The vol.state.NeedsChown seems to be set on the first chown done by the first container, so subsequent containers won't chown it.
@giuseppe how important is vol.state.NeedsChown?
https://github.com/containers/podman/blob/5ea019419cd78457230cf4d15ee459bf4288a1bd/libpod/container_internal_common.go#L2837-L2838
Ah, ok, per @matejvasek it's fixVolumePermissions()
Looking further, it's tied to a bool, NeedsChown, in the volume config. Set to true at volume create, false once permissions have been fixed during first mount into a container. Dropping the bool entirely and making the chown unconditional ought to fix this?
@mheon I believe it will fix the issue, but I don't know if it could have any adverse effects.
It is not doing a recursive chown, correct? I think the goal there was to make sure the volume is owned by the primart user of the container.

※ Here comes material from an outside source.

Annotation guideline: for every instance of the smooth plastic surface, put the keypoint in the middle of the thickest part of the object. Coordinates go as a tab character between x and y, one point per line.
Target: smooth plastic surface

I think I had a PR on this code at one point to attempt to change it, but I gave up. https://github.com/containers/podman/pull/16782
make sure the volume is owned by the primart user of the container.
Small correction: primary user uid/gid is used only if the mount point does not already exist in the container. If the mount point exist (as directory) then uid/gid of the directory shall be used.
Setting ownership just once makes sense if you assume that the volume will be always used just by single container.
However that's not my case the pack CLI runs multiple containers in sequence on one volume.
If there's a reason we added this originally, it's Docker compat. If Docker doesn't do the same thing, they that reason is not valid.
If there's a reason we added this originally, it's Docker compat. If Docker doesn't do the same thing, they that reason is not valid.
What you mean by this here? The fact that we do chown, or the fact that we do it only once?
Only once. There's no reason we'd add such complexity other than to match Docker
Looks like NeedsChown was introduced in https://github.com/containers/podman/pull/6747 which was fixing https://github.com/containers/podman/issues/5698.
The issue does not directly mention Docker.
Also --userns that was supposed to be fixed does not even exist on Docker. So I believe that NeedsChown has nothing to do with Docker compatibility.